Hannover Re was the reinsurance firm sitting behind the £1.6 billion pension buy-in we reported yesterday, between specialist insurer of defined benefit pension funds Pension Insurance Corporation (PIC) and oil company Total’s UK pension plan.
The transaction saw PIC undertake a pension insurance buy-in with the Trustee of the Total UK Pension Plan, covering £1.6 billion of pensioner liabilities, including assuming the associated longevity risks. As we said in our article yesterday, PIC told Artemis that the longevity risk associated with the deal was immediately transferred to a leading global reinsurance company in a transaction completed in tandem with the buy-in.
A press release from Hannover Re today explains that it was the reinsurer in question. Hannover Re said that the £1.6 billion of pension liabilities were assumed in cooperation with PIC and have for the most part been transferred to Hannover Re. Hannover Re only assumes the biometric risk, not the investment risk, as with other transactions in the longevity reinsurance space.
Hannover Re said that it will generate total premium income of around EUR 1.9 billion from the deal.

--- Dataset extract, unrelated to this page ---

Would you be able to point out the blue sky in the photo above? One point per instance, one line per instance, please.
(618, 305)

Gross premium of EUR 43 million is anticipated by the reinsurance firm for the 2014 financial year.
“We expect to see further attractive opportunities in longevity business because it is likely that companies will increasingly look for ways of limiting their pension liabilities” commented Chief Executive Officer Ulrich Wallin.
This longevity risk transaction is included in our list of major longevity swaps, risk transfers and reinsurance transactions.